On 17 October, at the Royal Society in London, Matt Ridley gave a talk that was widely publicised both before and after. Everyone knew that he would be discussing climate change, and adopting a position which would challenge much of its orthodoxy.
This should not be out of the ordinary at the Royal Society which was founded for the purpose of sceptically examining and debating matters scientific, and indeed has a motto – Nullius in Verba – which exhorts it not to take anyone’s word for anything. The trouble is that in recent years the Society had appeared to have become politicised into toeing the establishment line on climate change, and showing to any dissent a level of intolerance which shamed its distinguished history. Therefore the news that this talk would be happening was greeted with eyebrows either raised in surprised and delighted approval, or lowered into shocked disapproval, depending upon the political persuasion of their owner.
Ridley is preceded by Lord Lawson, chairman of the Global Warming Policy Foundation, who first offers well-deserved thanks to the Society for having withstood pressure from “fanatics” in holding this event. Then he introduces Ridley, describing him as “the leading scientific writer in the world today”. Ridley’s flattered astonishment at this description is fun to behold. Lawson also describes this talk as a ‘lecture’. This is a significant word because it literally means a reading, and a reading is indeed what we get.
I know, because he has been on this blog twice before – here and here, that Ridley absolutely does not need a script when he speaks. I tell my trainees that those who have learnt to speak without script or notes, but occasionally have to use them, treat those two impostors just the same, coping much better than those who clutch their paper like a drowning man does driftwood.
Ridley could easily deliver this talk with only occasional glances at his script, but he chooses slavishly to read it. Let’s look at the likely reasons.
Timing. It looks as if this is a 40-minute slot. Ridley actually speaks for a little over 36 minutes, allowing enough time for Lawson’s introduction and also a brief word of thanks and conclusion from Benny Peiser.

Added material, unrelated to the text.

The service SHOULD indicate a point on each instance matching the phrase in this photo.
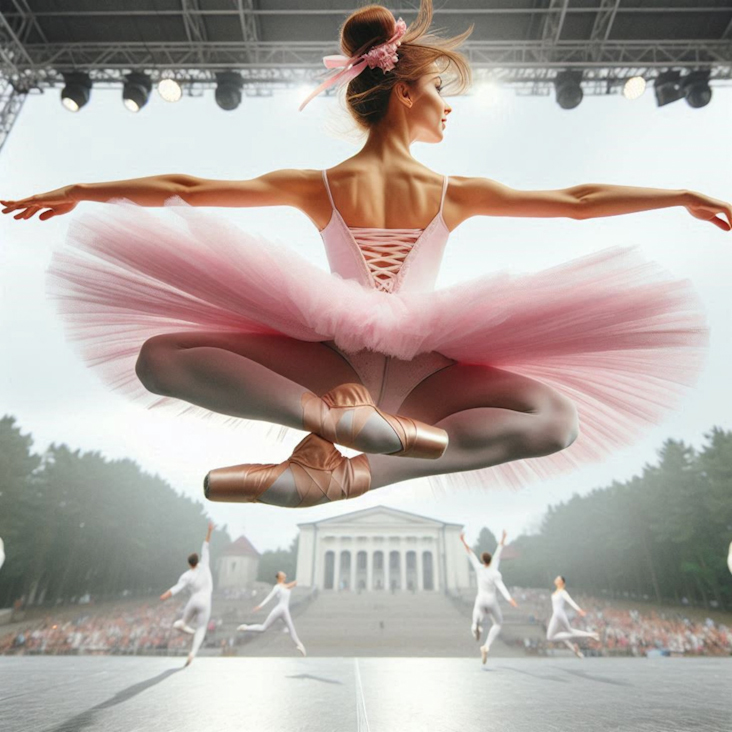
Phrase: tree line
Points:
(76, 523)
(663, 534)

This is courteous, professional and rare. There are some who could hit that sort of precision without the aid of a script, and Ridley may be one of them, but he has other reasons to read.
His slides. Working with a script enables him to change his slides bang on cue every time. It is safer and more precise.
The Press. You may think that I’m about to point out how, with this controversial subject, he has to watch his wording very carefully to minimise his exposure of being vilified by unfriendly reporters, and obviously there is something in that, but actually the issue is far more mundane. With a speech whose profile is as high as this, it’s a fairly safe bet that the press will have been given a transcript. Therefore he has to stick very close to that transcript. Like verbatim.
I suspect he would have preferred not to have read from a script. It robs him of spontaneity, and makes him prey to those rather lame stumblings that you can get when you read aloud. But he really has no choice.
I usually recommend just one technical adjustment to his modus operandi. Rather than turn over each page of the script, it is a little safer to slide each sheet to one side. This is the system habitually used by Chancellors of the Exchequer for their Budget speeches. It is more hazardous beforehand, because the sheets cannot be fastened together by anything more permanent than a paperclip (so you must number your pages), but provided the surface of the lectern is big enough it tends to be a smoother process. Nevertheless from what I have seen of Ridley, I suspect that he uses his system out of choice rather than ignorance of the alternative.
This lecture is historic, being a rare exception to the one-sided barrage of indoctrination that for years we have been fed by the media. It took place very much at the point of a sword, with alarmists fighting ferociously to try to prevent it. Benny Peiser, in his short concluding address, expresses the hope that it might pave the way for an actual grownup debate between adherents of the opposing climate change opinions. What a wonderful thought!
I shall not hold my breath. For years alarmists have fought to suppress debate, offering not arguments but name-calling. Nevertheless we can hope.